Apple's shares rose $2.85, or 7.4 percent, to $41.09 on the Nasdaq Stock Market (search). The stock has traded in a 52-week range between $14.37 and $45.44.
For its fiscal third quarter ended June 25, Apple's net income rose to $320 million, or 37 cents per share, up from the $61 million and 8 cents per share the company reported in the year-ago quarter. The company reported the results after financial markets closed Wednesday.
Sales grew to $3.52 billion from $2.01 billion last year.
Analysts surveyed by Thomson Financial expected the company to report earnings of 31 cents per share on revenue of $3.34 billion.
But Apple executives surprised some analysts by predicting that the company would not meet their expectations in the next quarter. For more than a year, Cupertino-based Apple has offered guidance that surpassed analyst expectations.
"It's been a long time since they guided down," said Shaw Wu, an analyst with American Technology Research. "It's kind of bizarre considering the September quarter is usually a strong back-to-school quarter for Apple."
The company shipped 1.2 million Macintosh computers and 6.2 million iPods, the overwhelming leader among digital music players, during the quarter. The numbers represents a 35 percent increase in Mac sales and more than a six-fold jump for iPods from the third quarter in 2004.

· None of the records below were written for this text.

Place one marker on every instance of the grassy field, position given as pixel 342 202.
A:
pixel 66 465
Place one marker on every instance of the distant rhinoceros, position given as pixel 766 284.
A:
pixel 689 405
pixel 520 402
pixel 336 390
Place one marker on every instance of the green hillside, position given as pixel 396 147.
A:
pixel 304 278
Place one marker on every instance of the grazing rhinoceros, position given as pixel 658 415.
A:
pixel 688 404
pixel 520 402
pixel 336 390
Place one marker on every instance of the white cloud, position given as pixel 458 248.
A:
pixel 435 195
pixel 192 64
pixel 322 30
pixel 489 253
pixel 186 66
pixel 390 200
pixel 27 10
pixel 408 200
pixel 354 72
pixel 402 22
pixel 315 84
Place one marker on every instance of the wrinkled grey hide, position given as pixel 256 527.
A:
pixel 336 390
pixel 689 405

For the fourth quarter, Apple predicted earnings of 32 cents per share on revenue of $3.52 billion. Analysts were looking for profit of 33 cents per share on sales of $3.6 billion.

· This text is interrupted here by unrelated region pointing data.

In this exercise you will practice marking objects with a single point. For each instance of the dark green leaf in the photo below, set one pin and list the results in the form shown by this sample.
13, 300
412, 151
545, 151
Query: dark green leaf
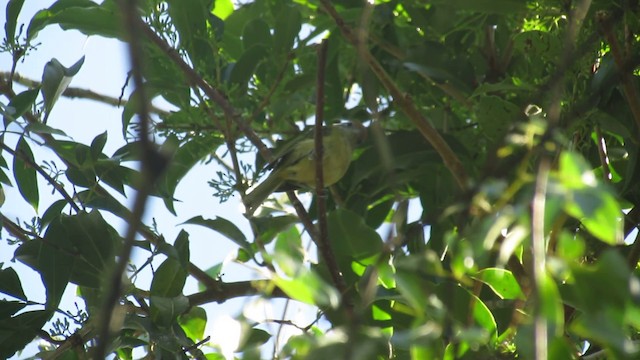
169, 279
165, 310
53, 211
12, 12
18, 331
288, 24
10, 284
97, 145
350, 236
224, 227
246, 66
184, 158
25, 173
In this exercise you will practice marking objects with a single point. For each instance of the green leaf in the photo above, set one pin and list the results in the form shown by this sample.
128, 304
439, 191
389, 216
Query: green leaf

Apple, which has now sold more than 20 million iPods, is seeing the music player create a "halo effect" around its other products, analysts said. The iPod craze is leading consumers to Macintosh computers.

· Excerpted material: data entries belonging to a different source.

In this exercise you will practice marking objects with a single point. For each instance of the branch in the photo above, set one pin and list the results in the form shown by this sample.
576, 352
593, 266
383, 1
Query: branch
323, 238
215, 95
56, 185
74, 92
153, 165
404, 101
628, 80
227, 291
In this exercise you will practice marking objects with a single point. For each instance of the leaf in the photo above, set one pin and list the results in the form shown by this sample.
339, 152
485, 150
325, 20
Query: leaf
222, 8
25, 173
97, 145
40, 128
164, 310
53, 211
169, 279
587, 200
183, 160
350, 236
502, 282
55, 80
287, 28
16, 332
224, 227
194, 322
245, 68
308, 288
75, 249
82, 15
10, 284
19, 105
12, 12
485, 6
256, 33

But many wonder how long the iPod can fuel Apple's hot streak.
Analysts quizzed Apple executives about reports that the company was overstocked with some iPod models. Company executives declined to discuss particulars but denied that demand for iPods had cooled.
"On inventory levels for both Mac and iPod ended in targeted ranges," Apple's chief financial officer, Peter Oppenheimer, said on a call with reporters. "We are very comfortable with the inventory levels."
Executives told analysts not to read too much into the forecast, calling it "prudent" considering the uncertainty regarding the company's transition to microprocessor chips made by Intel Corp. (INTC).
Oppenheimer said Apple is still unsure how consumers will react to the news last month that the company is dropping chips from IBM Corp. (IBM) and Freescale Semiconductor Inc. in favor of Intel's.
The switch, which is planned for next year, spooked some Mac fans. Many said they would wait to upgrade computers until Intel-based Macs were rolled out, fearing Apple would stop writing software for Mac computers running on IBM chips. Apple has said it will provide software for IBM-based Macs well into the future.
The company said international sales accounted for 39 percent of the quarter's revenue.